Proibição de ultraprocessados em escolas é tema de debate no Senado
Especialistas voltaram a discutir na Comissão de Educação (CE) o projeto que restringe alimentos ultraprocessados em ambientes escolares (PL 4501/2020). O Ministério da Saúde afirmou que a medida pode contribuir para a alimentação saudável de estudantes. Já representantes do setor alimentício questionaram conceitos utilizados no projeto e defenderam maior discussão sobre a proposta.

Transcrição
Está em debate na Comissão de Educação um projeto do senador Jaques Wagner, do PT da Bahia, que proíbe a distribuição e a comercialização no ambiente escolar de alimentos ultraprocessados, preparações e bebidas com altos teores de calorias, gordura saturada, gordura trans, açúcar livre e sal. Em audiência pública na CE sobre o tema, Bruna dos Santos Nunes, Coordenadora de Atenção à Saúde dos Adolescentes e Jovens do Ministério da Saúde, defendeu a proposta.
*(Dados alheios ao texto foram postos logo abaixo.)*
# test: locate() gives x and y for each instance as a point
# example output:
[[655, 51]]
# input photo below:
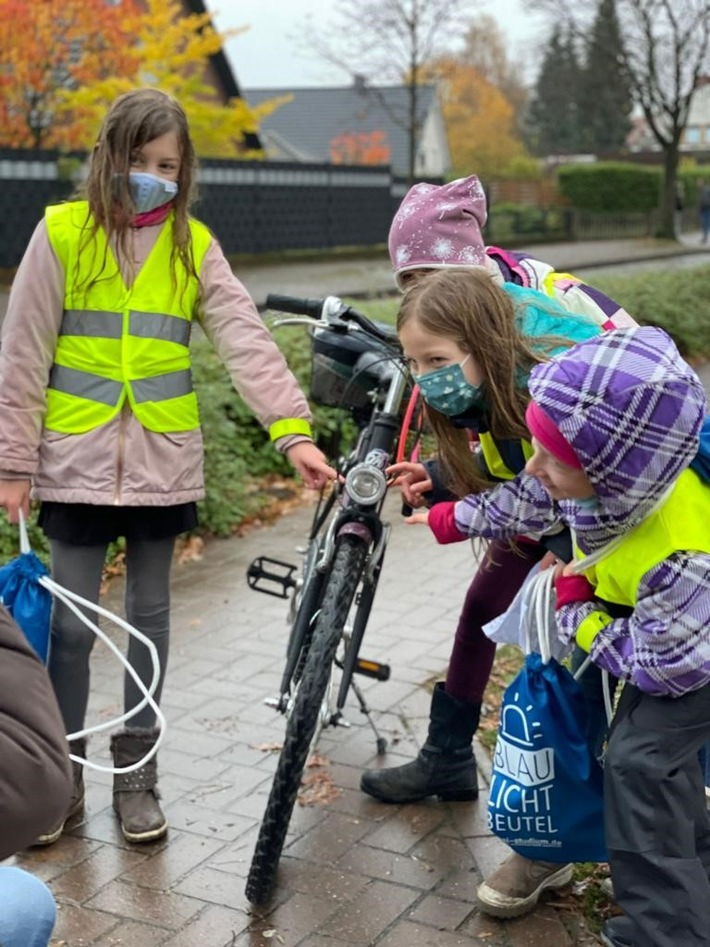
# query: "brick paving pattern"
[[354, 871]]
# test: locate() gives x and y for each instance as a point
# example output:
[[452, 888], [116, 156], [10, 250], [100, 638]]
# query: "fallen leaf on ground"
[[318, 789]]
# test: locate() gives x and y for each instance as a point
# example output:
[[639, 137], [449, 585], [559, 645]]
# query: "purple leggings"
[[493, 588]]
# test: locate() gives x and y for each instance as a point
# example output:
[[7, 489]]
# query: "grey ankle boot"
[[135, 794], [76, 803], [445, 766]]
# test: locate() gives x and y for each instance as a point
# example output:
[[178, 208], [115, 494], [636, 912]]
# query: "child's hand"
[[15, 496], [310, 464], [412, 479]]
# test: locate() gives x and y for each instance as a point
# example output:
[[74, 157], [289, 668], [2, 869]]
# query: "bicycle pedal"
[[271, 576], [380, 672]]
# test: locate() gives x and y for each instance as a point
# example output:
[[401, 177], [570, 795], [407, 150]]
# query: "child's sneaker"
[[515, 887]]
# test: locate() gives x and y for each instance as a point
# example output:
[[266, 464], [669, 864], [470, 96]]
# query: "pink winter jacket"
[[122, 462]]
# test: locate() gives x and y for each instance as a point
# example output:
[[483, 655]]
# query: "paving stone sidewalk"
[[354, 871]]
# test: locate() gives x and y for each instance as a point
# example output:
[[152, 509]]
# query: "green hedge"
[[610, 186], [237, 452]]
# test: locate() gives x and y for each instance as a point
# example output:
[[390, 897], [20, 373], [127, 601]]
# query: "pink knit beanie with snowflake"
[[439, 225]]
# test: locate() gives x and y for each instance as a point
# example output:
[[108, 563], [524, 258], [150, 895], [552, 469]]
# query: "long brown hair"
[[133, 120], [470, 309]]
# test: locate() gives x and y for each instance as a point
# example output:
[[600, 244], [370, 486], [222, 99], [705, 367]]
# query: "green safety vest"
[[494, 462], [117, 343], [681, 524]]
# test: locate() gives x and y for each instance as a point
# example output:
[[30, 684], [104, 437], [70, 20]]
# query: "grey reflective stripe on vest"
[[162, 387], [71, 381], [109, 325], [155, 325], [92, 322]]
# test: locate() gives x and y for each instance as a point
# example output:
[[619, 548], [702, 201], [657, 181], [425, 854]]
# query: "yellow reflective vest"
[[680, 524], [118, 342]]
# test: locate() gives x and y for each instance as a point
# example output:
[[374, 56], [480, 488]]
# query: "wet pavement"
[[354, 871]]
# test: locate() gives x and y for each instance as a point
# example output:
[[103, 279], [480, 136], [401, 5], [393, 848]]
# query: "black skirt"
[[83, 524]]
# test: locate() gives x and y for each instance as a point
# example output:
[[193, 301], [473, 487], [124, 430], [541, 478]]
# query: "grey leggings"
[[147, 605]]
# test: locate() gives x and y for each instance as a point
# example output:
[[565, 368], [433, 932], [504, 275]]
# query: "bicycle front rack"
[[271, 576]]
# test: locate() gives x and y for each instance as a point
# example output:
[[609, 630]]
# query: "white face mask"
[[150, 191]]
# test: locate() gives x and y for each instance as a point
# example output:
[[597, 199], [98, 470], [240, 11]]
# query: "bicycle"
[[356, 364]]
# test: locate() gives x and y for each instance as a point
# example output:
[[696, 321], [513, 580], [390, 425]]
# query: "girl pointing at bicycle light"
[[437, 230], [615, 424], [97, 410]]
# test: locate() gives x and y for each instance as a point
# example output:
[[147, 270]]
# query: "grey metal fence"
[[252, 207]]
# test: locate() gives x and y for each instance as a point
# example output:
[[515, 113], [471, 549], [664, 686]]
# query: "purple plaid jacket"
[[632, 409]]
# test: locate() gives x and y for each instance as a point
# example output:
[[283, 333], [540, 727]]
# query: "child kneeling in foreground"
[[615, 423]]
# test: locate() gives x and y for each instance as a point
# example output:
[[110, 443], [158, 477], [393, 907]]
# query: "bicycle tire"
[[347, 568]]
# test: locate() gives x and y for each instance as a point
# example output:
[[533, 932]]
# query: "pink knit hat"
[[438, 226], [544, 429]]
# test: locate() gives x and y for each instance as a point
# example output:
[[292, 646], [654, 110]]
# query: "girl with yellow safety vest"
[[98, 416], [615, 425], [438, 228]]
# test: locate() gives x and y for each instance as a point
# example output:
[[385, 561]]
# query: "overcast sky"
[[265, 56]]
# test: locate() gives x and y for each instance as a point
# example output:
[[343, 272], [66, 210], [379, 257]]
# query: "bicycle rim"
[[348, 563]]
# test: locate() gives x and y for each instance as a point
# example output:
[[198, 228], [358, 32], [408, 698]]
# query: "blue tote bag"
[[29, 603], [546, 794]]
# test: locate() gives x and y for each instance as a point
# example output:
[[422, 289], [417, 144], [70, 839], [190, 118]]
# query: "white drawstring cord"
[[69, 598], [539, 599]]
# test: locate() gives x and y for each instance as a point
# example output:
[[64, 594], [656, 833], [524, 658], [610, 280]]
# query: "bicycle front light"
[[365, 484]]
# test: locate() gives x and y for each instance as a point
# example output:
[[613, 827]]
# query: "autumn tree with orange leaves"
[[480, 121], [47, 48], [72, 58], [360, 148]]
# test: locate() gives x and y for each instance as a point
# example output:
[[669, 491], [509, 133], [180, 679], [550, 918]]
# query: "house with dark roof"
[[357, 124]]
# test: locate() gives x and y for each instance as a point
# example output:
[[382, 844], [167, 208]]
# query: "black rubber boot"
[[445, 766]]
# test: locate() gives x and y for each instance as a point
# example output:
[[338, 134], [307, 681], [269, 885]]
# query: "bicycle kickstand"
[[381, 741]]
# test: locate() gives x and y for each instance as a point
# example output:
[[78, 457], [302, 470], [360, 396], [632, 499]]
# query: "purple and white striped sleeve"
[[518, 507], [664, 646]]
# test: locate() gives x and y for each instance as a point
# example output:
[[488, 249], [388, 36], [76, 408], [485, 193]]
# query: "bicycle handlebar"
[[299, 307], [331, 309]]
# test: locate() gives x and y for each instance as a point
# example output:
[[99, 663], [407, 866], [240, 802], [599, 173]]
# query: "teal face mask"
[[448, 390]]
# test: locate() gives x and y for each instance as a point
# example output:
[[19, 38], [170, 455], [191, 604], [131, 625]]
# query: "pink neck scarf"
[[151, 217]]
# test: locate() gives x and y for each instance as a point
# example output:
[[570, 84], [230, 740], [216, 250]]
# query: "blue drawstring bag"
[[701, 462], [546, 794], [22, 595]]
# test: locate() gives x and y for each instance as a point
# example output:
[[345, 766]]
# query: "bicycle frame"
[[333, 595]]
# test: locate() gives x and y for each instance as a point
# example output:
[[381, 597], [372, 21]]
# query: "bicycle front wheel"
[[348, 564]]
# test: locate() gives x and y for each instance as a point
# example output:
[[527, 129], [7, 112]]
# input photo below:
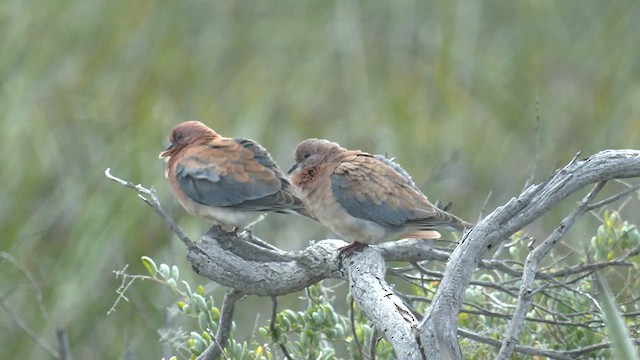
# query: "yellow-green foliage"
[[451, 89]]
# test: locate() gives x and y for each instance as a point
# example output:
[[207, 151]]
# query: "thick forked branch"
[[244, 263], [439, 327]]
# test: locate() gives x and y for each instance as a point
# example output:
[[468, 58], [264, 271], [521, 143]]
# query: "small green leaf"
[[172, 284], [186, 285], [164, 271], [202, 321], [199, 301], [150, 265]]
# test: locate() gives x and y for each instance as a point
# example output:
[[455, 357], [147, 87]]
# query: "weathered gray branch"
[[531, 268], [366, 270], [439, 327], [242, 263]]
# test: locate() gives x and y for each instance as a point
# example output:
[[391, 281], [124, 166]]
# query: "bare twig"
[[352, 318], [532, 265], [27, 330], [150, 197], [216, 348], [439, 327]]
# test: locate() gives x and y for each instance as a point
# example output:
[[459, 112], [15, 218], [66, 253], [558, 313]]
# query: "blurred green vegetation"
[[451, 89]]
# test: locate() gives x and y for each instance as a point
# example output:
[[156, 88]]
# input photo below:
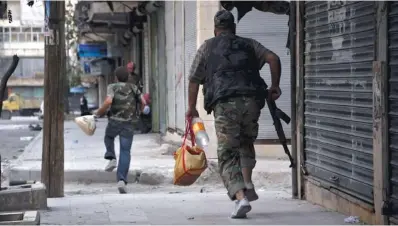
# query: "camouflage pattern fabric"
[[124, 97], [236, 123]]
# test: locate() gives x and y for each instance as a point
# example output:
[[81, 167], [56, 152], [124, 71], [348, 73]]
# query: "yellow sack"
[[190, 162], [87, 124]]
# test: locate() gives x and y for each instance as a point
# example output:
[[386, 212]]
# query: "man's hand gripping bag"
[[190, 162], [87, 124]]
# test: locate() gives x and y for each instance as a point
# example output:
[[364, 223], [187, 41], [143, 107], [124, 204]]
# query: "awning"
[[243, 7], [77, 89]]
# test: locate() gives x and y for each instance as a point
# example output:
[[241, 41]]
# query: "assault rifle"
[[277, 114]]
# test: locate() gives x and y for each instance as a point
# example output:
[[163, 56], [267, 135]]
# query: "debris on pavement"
[[351, 220], [25, 138], [35, 127]]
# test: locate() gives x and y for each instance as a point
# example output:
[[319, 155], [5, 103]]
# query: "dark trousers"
[[125, 131]]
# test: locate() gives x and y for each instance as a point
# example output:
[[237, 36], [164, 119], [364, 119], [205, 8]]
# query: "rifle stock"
[[277, 114]]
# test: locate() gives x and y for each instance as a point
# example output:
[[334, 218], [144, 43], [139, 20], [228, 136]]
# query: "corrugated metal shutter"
[[339, 50], [146, 53], [161, 59], [180, 86], [393, 104], [189, 40], [170, 64], [271, 31]]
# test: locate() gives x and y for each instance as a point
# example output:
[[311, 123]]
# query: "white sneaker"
[[242, 207], [121, 186], [111, 165]]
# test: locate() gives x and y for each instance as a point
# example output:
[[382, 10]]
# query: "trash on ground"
[[25, 138], [352, 219], [35, 127]]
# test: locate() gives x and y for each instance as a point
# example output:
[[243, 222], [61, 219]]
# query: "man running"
[[121, 99], [228, 68]]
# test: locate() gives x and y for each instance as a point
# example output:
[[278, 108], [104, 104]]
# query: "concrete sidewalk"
[[185, 208], [84, 162]]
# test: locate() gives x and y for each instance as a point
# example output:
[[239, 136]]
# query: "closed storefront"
[[170, 64], [271, 31], [179, 65], [338, 54], [393, 109], [189, 39], [161, 68]]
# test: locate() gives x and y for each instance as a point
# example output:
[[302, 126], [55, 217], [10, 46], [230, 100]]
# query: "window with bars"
[[21, 34], [27, 66]]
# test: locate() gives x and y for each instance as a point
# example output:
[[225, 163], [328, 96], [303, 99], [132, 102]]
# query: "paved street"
[[15, 135], [188, 208], [95, 202]]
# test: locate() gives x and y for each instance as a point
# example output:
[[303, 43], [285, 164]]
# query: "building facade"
[[24, 36], [342, 82]]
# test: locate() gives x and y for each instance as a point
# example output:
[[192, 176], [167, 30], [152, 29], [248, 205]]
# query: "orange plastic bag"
[[190, 161]]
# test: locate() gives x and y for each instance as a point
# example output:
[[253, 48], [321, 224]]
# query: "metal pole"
[[52, 174], [292, 33]]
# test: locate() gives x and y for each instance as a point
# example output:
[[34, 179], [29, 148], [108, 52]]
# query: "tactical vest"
[[231, 69]]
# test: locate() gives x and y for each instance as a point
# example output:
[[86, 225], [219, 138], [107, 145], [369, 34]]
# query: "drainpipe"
[[147, 7], [292, 33]]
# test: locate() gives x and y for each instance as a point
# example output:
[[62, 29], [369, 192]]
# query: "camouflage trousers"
[[236, 124]]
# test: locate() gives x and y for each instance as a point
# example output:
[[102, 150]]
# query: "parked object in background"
[[201, 137], [87, 124], [17, 105]]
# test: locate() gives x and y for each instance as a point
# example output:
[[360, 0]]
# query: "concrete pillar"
[[205, 30]]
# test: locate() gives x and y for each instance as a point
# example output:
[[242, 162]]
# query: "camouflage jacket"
[[124, 101]]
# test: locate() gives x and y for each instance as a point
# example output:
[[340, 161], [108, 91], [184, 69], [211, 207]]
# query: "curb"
[[148, 176]]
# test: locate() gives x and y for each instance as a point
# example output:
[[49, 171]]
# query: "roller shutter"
[[189, 40], [179, 65], [271, 31], [170, 64], [393, 108], [339, 50]]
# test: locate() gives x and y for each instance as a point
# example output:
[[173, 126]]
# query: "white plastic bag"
[[87, 124]]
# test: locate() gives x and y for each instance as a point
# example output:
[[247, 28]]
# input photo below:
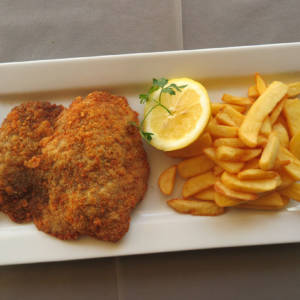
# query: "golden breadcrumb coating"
[[20, 135], [94, 168]]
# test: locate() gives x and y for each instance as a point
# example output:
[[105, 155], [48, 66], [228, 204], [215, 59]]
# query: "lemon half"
[[189, 112]]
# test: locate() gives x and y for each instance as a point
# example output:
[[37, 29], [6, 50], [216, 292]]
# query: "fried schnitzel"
[[20, 135], [94, 170]]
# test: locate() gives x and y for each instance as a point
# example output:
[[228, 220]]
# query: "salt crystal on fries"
[[253, 92], [251, 186], [259, 110], [196, 207], [194, 166]]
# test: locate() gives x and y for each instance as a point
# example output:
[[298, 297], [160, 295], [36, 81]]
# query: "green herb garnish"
[[157, 84]]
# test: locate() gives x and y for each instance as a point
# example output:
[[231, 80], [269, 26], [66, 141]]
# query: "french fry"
[[195, 149], [218, 170], [216, 107], [293, 168], [196, 207], [252, 164], [259, 110], [292, 191], [224, 119], [194, 166], [280, 163], [286, 179], [281, 133], [262, 141], [223, 189], [295, 145], [234, 115], [294, 89], [260, 84], [266, 127], [277, 110], [270, 201], [251, 186], [256, 174], [231, 167], [269, 155], [225, 201], [218, 130], [291, 112], [231, 142], [253, 92], [198, 183], [207, 194], [227, 153], [166, 180], [236, 100]]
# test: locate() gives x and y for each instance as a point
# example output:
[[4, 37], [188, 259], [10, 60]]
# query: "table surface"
[[33, 29]]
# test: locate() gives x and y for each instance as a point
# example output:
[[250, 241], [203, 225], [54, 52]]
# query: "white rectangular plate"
[[154, 227]]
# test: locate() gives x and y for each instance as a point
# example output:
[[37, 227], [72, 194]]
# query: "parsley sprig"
[[157, 84]]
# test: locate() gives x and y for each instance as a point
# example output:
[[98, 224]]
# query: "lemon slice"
[[189, 112]]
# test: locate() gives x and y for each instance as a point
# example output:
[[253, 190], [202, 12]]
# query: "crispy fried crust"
[[20, 135], [95, 170]]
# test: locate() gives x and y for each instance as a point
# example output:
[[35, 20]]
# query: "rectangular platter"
[[154, 226]]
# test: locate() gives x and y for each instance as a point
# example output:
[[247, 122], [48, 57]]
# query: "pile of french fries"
[[247, 157]]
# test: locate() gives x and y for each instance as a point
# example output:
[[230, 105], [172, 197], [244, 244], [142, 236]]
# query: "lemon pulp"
[[186, 118]]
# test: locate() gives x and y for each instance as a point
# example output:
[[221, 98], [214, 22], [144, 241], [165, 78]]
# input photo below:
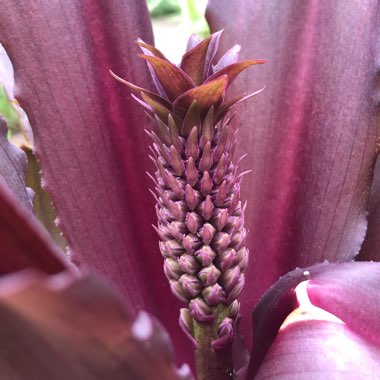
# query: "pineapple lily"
[[200, 215], [310, 139]]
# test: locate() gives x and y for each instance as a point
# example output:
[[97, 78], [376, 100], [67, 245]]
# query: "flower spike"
[[201, 221]]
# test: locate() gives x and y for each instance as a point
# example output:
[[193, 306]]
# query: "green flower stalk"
[[200, 214]]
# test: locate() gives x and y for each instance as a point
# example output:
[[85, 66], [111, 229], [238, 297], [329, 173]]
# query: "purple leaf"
[[233, 70], [90, 140], [12, 167], [193, 62], [174, 81], [24, 243], [83, 329], [370, 249], [208, 94], [311, 135]]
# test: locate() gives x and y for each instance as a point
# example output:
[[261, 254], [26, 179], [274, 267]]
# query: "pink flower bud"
[[192, 197], [207, 233], [188, 263], [235, 292], [191, 172], [226, 259], [190, 284], [176, 161], [206, 208], [192, 148], [206, 184], [220, 218], [206, 160], [242, 258], [172, 269], [200, 311], [221, 241], [230, 278], [213, 295], [193, 222], [209, 275], [191, 243], [221, 194]]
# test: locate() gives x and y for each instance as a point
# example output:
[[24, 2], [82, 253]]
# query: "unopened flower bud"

(Bruna Nunes) "Essa proposta legislativa é um instrumento que é bastante importante para a promoção da saúde, para promoção da alimentação adequada e saudável, tanto de crianças quanto de adolescentes, na medida em que determina que essas cantinas escolares ofereçam opções, então, de lanches saudáveis, que venham a contribuir com a saúde desses escolares, que valorizem a cultura alimentar local e que derivem de práticas que sejam ambientalmente sustentáveis".
Já o presidente-executivo da Associação Brasileira da Indústria de Alimentos, João Dornellas, afirmou que o tema precisa de muitos debates, principalmente em relação aos conceitos presentes no projeto, caso da nomenclatura “ultraprocessados”.
(João Dornellas) "É importante ressaltar que os alimentos industrializados, todos eles são altamente regulados, passam por controle rigoroso de qualidade. Quando eu escuto falar sobre comida de verdade, o que eu ouço de fato é um julgamento moral disfarçado de critério técnico".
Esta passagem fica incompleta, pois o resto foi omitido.